2.2.1. Bus interfaces

The processor contains three external Advanced High-performance Bus (AHB)-Lite bus interfaces and one Advanced Peripheral Bus (APB) interface:

The processor matches the AMBA 3 specification except for maintaining control information during waited transfers. The AMBA 3 AHB-Lite Protocol states that when the slave is requesting wait states the master must not change the transfer type, except for the following cases:

The processor does not match this definition because it might change the access type from SEQ or NONSEQ to IDLE during a waited transfer. The processor might also change the address or other control information and therefore request an access to a new location. The original address that was retracted might not be requested again. This cancels the outstanding transfer that has not occurred because the previous access is wait-stated and awaiting completion. This is done so that the processor can have a lower interrupt latency and higher performance in wait-stated systems by retracting accesses that are no longer required.

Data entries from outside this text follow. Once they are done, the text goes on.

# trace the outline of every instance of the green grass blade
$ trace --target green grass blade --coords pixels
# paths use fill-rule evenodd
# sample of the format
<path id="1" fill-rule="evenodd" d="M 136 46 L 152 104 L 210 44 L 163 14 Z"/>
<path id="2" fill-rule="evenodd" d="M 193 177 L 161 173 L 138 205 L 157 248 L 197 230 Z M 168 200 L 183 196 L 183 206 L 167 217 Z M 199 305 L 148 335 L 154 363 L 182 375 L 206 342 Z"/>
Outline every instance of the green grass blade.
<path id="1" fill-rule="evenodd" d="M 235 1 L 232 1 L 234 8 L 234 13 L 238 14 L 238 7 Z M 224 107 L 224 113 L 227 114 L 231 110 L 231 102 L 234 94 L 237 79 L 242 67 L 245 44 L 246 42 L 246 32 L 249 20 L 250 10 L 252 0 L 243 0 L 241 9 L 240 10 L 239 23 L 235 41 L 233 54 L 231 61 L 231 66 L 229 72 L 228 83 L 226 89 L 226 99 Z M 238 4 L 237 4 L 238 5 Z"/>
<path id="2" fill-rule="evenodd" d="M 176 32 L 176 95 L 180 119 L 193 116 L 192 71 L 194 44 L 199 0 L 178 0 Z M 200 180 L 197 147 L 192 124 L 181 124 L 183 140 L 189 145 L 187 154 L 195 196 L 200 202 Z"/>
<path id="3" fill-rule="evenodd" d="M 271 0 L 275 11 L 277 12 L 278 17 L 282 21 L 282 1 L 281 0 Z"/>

To achieve complete compliance with the AMBA 3 specification you can implement the design with the AHB_CONST_CTRL parameter set to 1. This ensures that once transfers are issued during a wait-stated response they are never retracted or modified and the original transfer is honoured. The consequence of setting this parameter is that the performance of the core might decrease for wait-stated systems as a result of the interrupt and branch latency increasing.

ICode memory interface

Instruction fetches from Code memory space, 0x00000000 to 0x1FFFFFFF, are performed over this 32-bit AHB-Lite bus.

The Debugger cannot access this interface. All fetches are word-wide. The number of instructions fetched per word depends on the code running and the alignment of the code in memory.

DCode memory interface

Data and debug accesses to Code memory space, 0x00000000 to 0x1FFFFFFF, are performed over this 32-bit AHB-Lite bus. Core data accesses have a higher priority than debug accesses on this bus. This means that debug accesses are waited until core accesses have completed when there are simultaneous core and debug access to this bus.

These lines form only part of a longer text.